I called upon the IBD family on Twitter and Instagram to see how they describe their own personal fatigue. Here are some of the responses:

“Imagine your car being on empty and you put $5 worth of gas in the tank until you’re running on fumes. Then you put $5 worth of gas again, and you continue this process for months at a time…while sometimes running out of gas completely multiple times along the way.”

“Having to run a consistent marathon without stopping while carrying a toddler in the front and a backpack with a week’s worth of supplies on your back…in flats.”

“Mentally feeling like you have the energy to do simple tasks, but your body physically won’t let you. Knowing I need to walk 100 feet to get in my work building and having to give myself a pep talk to do it because I’m not sure I’ll make it without having to sit down.”

“You’re tired from being tired. You are just over everything and the day drags on and on. A nap doesn’t help because you “waste” your day, but the truth is you can’t even take a shower because the thought is way too much energy.”

“Like you’re walking with ankle and wrist weights on 24/7. There are days I feel like I’m walking through a fog so dense in my head I can touch it.”

“When I think of chronic fatigue for me it means faking being well. When getting out of bed or getting a shower is an accomplishment or needing to rest after taking a shower. No matter how much sleep you get you still wake up tired. Chronic illness fatigue is physical, mental, and emotional exhaustion.”

“Trying to motivate yourself when you’re fatigued and having brain fog is how I imagine swimming in syrup or molasses would be.”

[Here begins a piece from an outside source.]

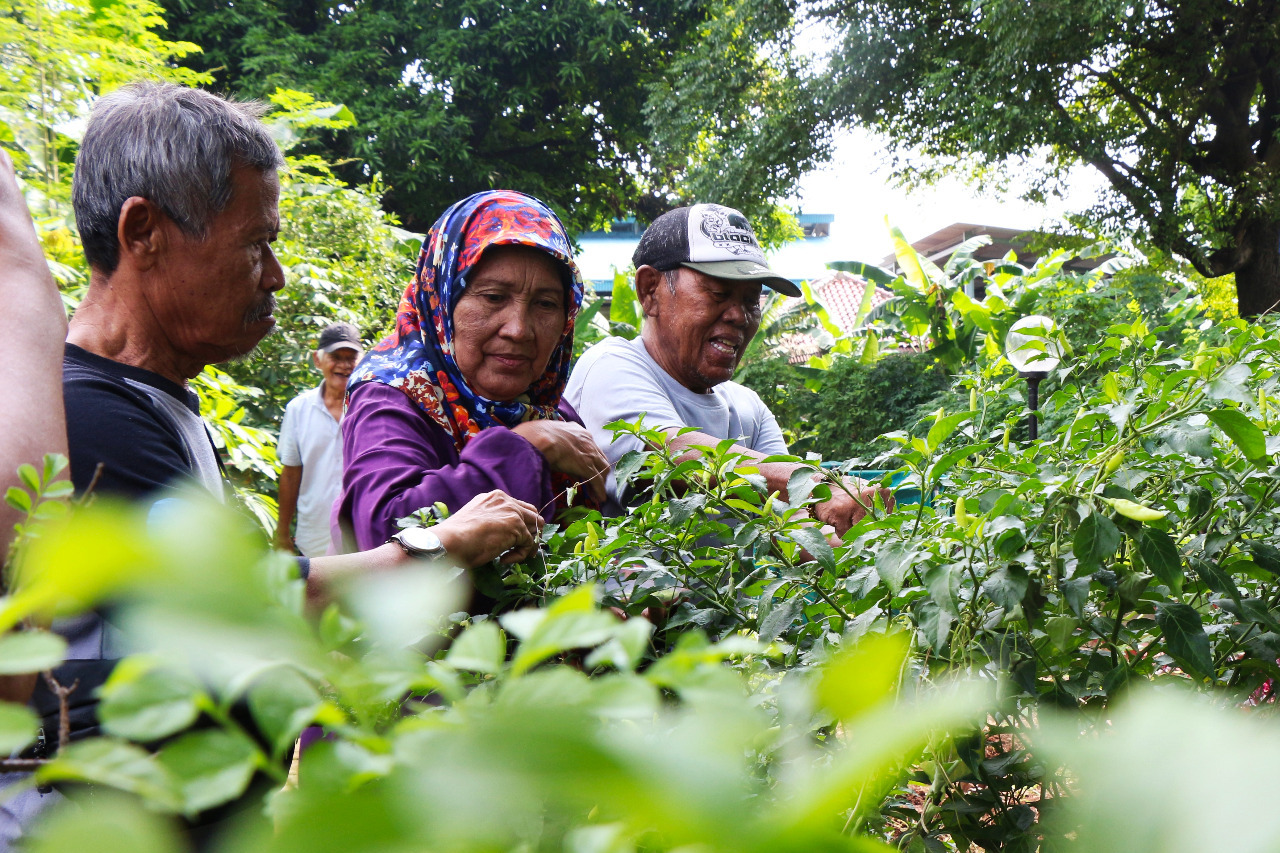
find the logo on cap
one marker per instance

“It’s the feeling of exhaustion, hopelessness, and loss. You’re beaten down from managing your condition and the various negative side effects that come with it on top of trying to function in whatever role you’re trying to play on a daily basis (for me: wife, mother, employee, and friend). It’s trying to make the most out of life but knowing you’re limited. It’s mourning the person you once were and want to be at that time. It’s physically, mentally, and emotionally draining.”

“I explained the fatigue to my students that just thinking about lifting my legs to walk or the mechanics of moving my limbs is exhausting…let alone the act of doing it. Everything feels heavy.”

 “Down to the bone, exhaustion in my core, something that is impossible to push through.”

“I like it’s like first trimester fatigue! But, with no end in sight and nothing hopeful to show for the symptoms like a baby!”

“Like your body is made of bricks. Your mind knows you need to get up and do something—change over the laundry, send an email, but your mind cannot make your body move.”

“Living in a constant state of exhaustion. No amount of sleep or rest seems to shake it.”

“For me…I would describe chronic illness fatigue as KNOWING your car has no more fuel and having to get out and push it home yourself.”

“Heaviness in my body. Just surviving, not thriving. Frustrating because I want to do more things but can’t always.”

“Being tired as soon as you wake up, until you go to bed. Never fully feeling rested. Planning naps throughout a day. Heavy eyes. Mood swing when beyond exhausted.”

“Like constantly living under 10x gravity.”

“Like someone pulled the plug out.”

“Like moving through the mud. It can also creep up on you when you least expect it, sort of like this year’s global pandemic—all encompassing and has no sympathy.”

“Like I’m wearing 100 pounds worth of sandbags that don’t go away even when I get lots of sleep.”

“Waking up and still being tired. No amount of coffee can fix this tired.”

Stop the comparison game

After reading these descriptions, my hope is that the next time you try and compare your fatigue or tiredness to someone with a chronic illness you pause and be selective of your words. Of course, everyone is entitled to be and feel tired, but it’s not an even playing field energy-wise when you’re a healthy, able-bodied person. Coffee, naps, and sleeping in help most of the population feel energized and re-charged, but fatigue with chronic illness is often untouchable. A full night’s rest can still leave you feeling exhausted. A coffee may have no impact. A nap may cause the fatigue to be even more pronounced. As an IBD mom, it can be frustrating to hear someone without a chronic illness try and diminish my personal struggles by equating them to theirs when there is truly no comparison.